5- Ropa de cuna y toallas:

Dependiendo de a dónde vayamos y el tiempo del bebé, a nosotros nos puede dar seguridad llevar nuestras propias sábanas de cuna y toallas. Por ejemplo si fuéramos a un hotel en el que sabemos que el tratamiento de lavado no será el mismo que le damos nosotros a su ropa en las coladas. También contaremos con las muselinas y las mantitas necesarias.

 

6- Para la hora de dormir:

  • Chupete si utiliza (siempre con repuesto), guarda chupetes y correas para sujeción
  • Dudú o trapito de apego que esté acostumbrado a utilizar en su cuna. Si vamos a sacarlo de su rutina y espacio es importante que se sienta a gusto y familiarizado con el ambiente.

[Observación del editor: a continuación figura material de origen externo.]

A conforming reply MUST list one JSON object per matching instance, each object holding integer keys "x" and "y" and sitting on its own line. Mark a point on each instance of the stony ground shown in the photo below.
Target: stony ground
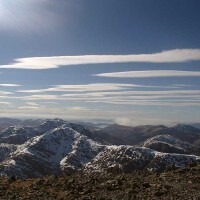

Un peluche o hasta un cojincito pueden ayudarlo mucho a relajarse.

 

7- Para las comidas:

Siempre teniendo en cuenta el proceso de alimentación del bebé debemos contemplar:

  • Biberones (sea para leche o agua) con su escobilla para lavar, sus tetinas (siempre con repuesto) y tapas.
  • Dosificadores de leche o cereal.
  • Leche maternizada y cereales en polvo (si consumimos estos alimentos) calculada en función a los días que estaremos en destino
  • Cucharita y pote dosificador para fruta o papilla y/o plato.
  • Cualquier utensilio fácil de transportar que nos permita cumplir con su alimentación.

 

8- Otros opcionales:

  • Radio o monitor: para momentos en los que el bebé duerme y nosotros estamos en otro ambiente
  • Juguetes que utilice para calmarse, entretenerse normalmente o morder
  • Trona de viaje.

 

Así a simple vista y en una lista puede parecer una locura llevar todo eso pero obviando los pañales (en función a los días en los que nos alojemos en destino) todo cabe perfectamente en una maleta pequeña de cabina, todo es de un tamaño reducido y podemos llevarlo sin problema. En el caso de los pañales (y quizás insumos como leche maternizada o cereal)  deberíamos planificarlo en función al destino y a una posible compra el primer o segundo día. En este caso solo debemos llevar para cubrir hasta poder acudir al supermercado o farmacia.